Мины-ловушки ставили везде. Все валили на чеченцев. А народ говорил: кто ставиттут еще подумать надо… Зачем чеченцам взрывать на базаре мирных чеченских теток? Какой смысл? Да, у нас есть тейповая вражда, но чтобы просто так взрывать своих же — это уж не по нашим правилам, это уж извините…
Нас с Мишей спасли только Атаги. Мы бросили в своей однокомнатной все, кроме документов, фотографий и моих немногих золотых украшений. Вы знаете, чеченцы любят золото. У меня и у мамы были золотые украшения, которые тут же закопали в саду: сложили в две жестяные коробки, вставив одну в другую.

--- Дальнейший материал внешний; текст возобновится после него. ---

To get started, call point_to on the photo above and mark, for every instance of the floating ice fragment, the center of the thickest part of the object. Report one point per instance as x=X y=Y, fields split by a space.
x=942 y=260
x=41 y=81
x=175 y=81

Уже сказала, что в Атагах был кирпичный добротный дом. Отец своими руками все обустраивал. Были три коровы, три овцы и куры. Сад и огород большие. Когда не стали продавать хлеб, мама у кого-то меняла наши сыр и масло на муку. Так что не голодали до…

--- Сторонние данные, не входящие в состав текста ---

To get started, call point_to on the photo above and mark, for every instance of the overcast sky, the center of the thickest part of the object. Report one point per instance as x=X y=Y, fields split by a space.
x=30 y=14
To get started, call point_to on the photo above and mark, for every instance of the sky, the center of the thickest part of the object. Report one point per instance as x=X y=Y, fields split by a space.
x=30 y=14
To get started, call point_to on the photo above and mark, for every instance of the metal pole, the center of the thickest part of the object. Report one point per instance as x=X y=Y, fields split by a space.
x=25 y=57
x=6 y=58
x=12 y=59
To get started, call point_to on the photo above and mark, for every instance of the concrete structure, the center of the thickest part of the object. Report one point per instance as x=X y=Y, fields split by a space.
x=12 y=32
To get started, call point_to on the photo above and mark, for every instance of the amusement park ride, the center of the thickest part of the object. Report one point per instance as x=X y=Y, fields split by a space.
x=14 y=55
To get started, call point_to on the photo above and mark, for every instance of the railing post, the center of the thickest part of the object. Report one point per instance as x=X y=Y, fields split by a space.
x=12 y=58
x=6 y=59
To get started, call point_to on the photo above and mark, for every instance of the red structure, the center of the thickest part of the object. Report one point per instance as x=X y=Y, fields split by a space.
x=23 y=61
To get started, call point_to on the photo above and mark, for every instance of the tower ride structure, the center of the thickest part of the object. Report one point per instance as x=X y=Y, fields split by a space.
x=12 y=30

Они приехали на БТРе неожиданно, под вечер. Они — федералы-контрактники. Полупьяные и под наркотиками. Потребовали, чтобы вывели коров и овец. Вояк было четверо. Рустам, глухонемой брат, когда понял, в чем дело, бросился на защиту животных. Тут же был прошит автоматной очередью. Упал замертво. Найдя во дворе веревки, привязали скот к БТРу и медленно уехали. Как-будто напиться заезжали… Так не стало нашего Рустама — доброго человека, работника, каких свет не видывал… Мама стенала и плакала, не переставая. Первая беда, первое горе пришло в дом. Теперь, как только на улице слышался звук БТРа, мама прятала нас с сыном в подполье. Не в подвал, а в подполье, вход в которое был незаметно устроен в кухне.

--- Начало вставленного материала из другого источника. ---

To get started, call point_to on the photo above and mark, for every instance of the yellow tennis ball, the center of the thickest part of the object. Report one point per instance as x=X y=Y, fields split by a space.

Для нас четверых наступил голод. На муку менять было нечего, запасы масла и сыра быстро кончились. Питались горсточкой сухофруктов и кипятком, заваренным травами. На восьмилетнего Магомеда-Мишу нельзя было смотреть. Он не просил есть, но я знала: он голоден, очень голоден. И тогда мама решилась. Взяв из закопанной банки несколько золотых вещей, пошла в Грозный. Хотела продать и купить хоть немного муки. Возвращалась обратно автобусом домой, в Атаги, когда стали стрелять. Два самолета летали низко-низко, кружили прямо над автобусом. А дорога открытая, безлесная, только кусты вдоль обочины. Автобус остановился. Пассажиры бросились в кусты. Самолеты покрутились и улетели. Люди вернулись в автобус и поехали дальше. И тут опять, откуда ни возьмись, эти два самолета. Начался новый обстрел. Автобус встал: попали в мотор. Пассажиры все до одного погибли. В живых остался только водитель: отделался ранением. Он-то и рассказал о налете. А еще там были люди — неподалеку, на склоне. Они тоже все видели. Когда самолеты улетели, эти люди побежали к автобусу, стали вытаскивать убитых, искать у них документы. У мамы была какая-то справка, где было сказано, что она Тагирова. Кто-то сказал: «Я знаю Тагировых, — и назвал наше село. — Это их женщина».